Almost 700 residents died unexpectedly in nursing homes last year
Almost 700 unexpected deaths of older people in nursing homes last year should be investigated by the health watchdog, an advocacy group has claimed.
Latest figures from the health watchdog show that 697 people died unexpectedly in nursing homes, compared with 726 the previous year.
The Irish Patients' Association says the "unexpected deaths" each year are disturbing and are not receiving the attention they deserve and should be reviewed.
Stephen McMahon, director of the association, said: "We call on the Minister for Health in the public and residents' interests, to set up an independent review of these patient events that we have received from HIQA."
An unexpected death is defined as one that was not anticipated or occurred earlier than expected.
"What analysis has HIQA conducted on each of these events? Where adverse events did occur to living or dead residents have all of these been disclosed to the next of kin and or residents, family's or their advocates?" said Mr McMahon.
Nursing homes are required by law to notify unexpected deaths and other events to the Health Information and Quality Authority. The watchdog received 4,846 notifications in total, slightly up on the previous year.
The figures show a sharp increase in the number of notifications of suspected or confirmed allegations of abuse of a resident, with 899 reported last year, compared with 679 the previous year.
Nursing homes also reported: 227 outbreaks of notifiable disease; 182 cases of unexplained absences of a resident from the nursing homes; 104 allegations of misconduct by staff or by the nursing home provider; and 16 cases in which a staff member was the subject of a review by a professional body.
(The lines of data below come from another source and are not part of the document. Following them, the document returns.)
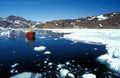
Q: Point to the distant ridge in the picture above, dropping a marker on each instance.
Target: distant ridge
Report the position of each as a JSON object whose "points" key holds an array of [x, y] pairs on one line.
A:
{"points": [[109, 20]]}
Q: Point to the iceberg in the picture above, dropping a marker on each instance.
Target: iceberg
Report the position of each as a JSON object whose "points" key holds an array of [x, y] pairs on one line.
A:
{"points": [[40, 48], [88, 75], [27, 75]]}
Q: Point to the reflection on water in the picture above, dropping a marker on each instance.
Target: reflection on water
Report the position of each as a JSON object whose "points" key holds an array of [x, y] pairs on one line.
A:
{"points": [[17, 55]]}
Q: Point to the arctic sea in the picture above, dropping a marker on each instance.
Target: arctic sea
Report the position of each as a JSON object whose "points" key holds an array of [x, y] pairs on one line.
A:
{"points": [[50, 54]]}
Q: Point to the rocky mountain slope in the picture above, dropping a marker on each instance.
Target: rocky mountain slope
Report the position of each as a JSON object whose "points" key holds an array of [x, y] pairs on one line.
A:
{"points": [[111, 20], [14, 22]]}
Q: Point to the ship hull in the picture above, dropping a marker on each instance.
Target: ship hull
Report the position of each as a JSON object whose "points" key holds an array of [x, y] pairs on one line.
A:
{"points": [[30, 34]]}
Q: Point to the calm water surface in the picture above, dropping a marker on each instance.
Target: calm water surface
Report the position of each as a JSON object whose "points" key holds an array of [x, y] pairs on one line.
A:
{"points": [[16, 49]]}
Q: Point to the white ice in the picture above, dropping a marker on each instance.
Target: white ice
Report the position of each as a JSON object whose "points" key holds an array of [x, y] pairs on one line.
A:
{"points": [[40, 48], [27, 75], [47, 52], [101, 17], [14, 65], [109, 37], [63, 73]]}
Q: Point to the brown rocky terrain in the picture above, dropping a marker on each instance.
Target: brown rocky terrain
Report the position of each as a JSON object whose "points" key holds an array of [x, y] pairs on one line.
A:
{"points": [[111, 20]]}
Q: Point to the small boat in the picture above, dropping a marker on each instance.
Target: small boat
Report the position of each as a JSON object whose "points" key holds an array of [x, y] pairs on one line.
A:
{"points": [[30, 33]]}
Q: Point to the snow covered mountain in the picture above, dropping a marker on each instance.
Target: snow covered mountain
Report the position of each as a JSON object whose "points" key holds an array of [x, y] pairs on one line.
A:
{"points": [[13, 22], [110, 20]]}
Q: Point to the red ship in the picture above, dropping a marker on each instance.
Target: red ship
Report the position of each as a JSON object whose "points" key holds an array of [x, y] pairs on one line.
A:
{"points": [[30, 34]]}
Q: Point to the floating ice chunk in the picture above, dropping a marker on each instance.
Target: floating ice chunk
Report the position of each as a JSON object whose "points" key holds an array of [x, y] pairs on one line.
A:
{"points": [[110, 38], [100, 25], [112, 63], [55, 38], [23, 75], [42, 37], [38, 75], [49, 64], [27, 75], [59, 66], [13, 71], [90, 75], [71, 75], [95, 49], [63, 73], [14, 65], [40, 48], [47, 52], [101, 17], [67, 63]]}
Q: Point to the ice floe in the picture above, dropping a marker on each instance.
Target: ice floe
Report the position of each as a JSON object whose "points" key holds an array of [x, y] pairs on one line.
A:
{"points": [[40, 48], [63, 73], [47, 52], [108, 37], [14, 65], [42, 37], [88, 75], [101, 17]]}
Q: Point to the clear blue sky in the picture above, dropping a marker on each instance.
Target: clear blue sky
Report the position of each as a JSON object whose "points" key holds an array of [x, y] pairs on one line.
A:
{"points": [[46, 10]]}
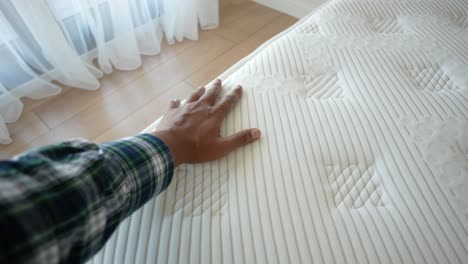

Mr McMahon said: "While each and every case may have a meaningful explanation of what and why such an event happened, each of these categories are a cause of concern, the numbers of unexpected deaths is 4.4 times the number road deaths in 2017, and look at the attention that road safety, and indeed air safety, give to each and every tragic event."
HIQA said the regulations require providers and persons in charge of designated centres to notify us of specified events. "This ensures HIQA is notified within specific time frames about certain incidents, events or changes within a centre." It says the notifications are reported in the Regulation Overview Report.
The notifications by nursing homes to the watchdog are separate to the 680 unsolicited complaints made to HIQA by members of the public and families last year - although some complaints are likely to overlap. The allegations included complaints of physical and sexual assault, filthy conditions, inadequate food, and a lack of care and compassion.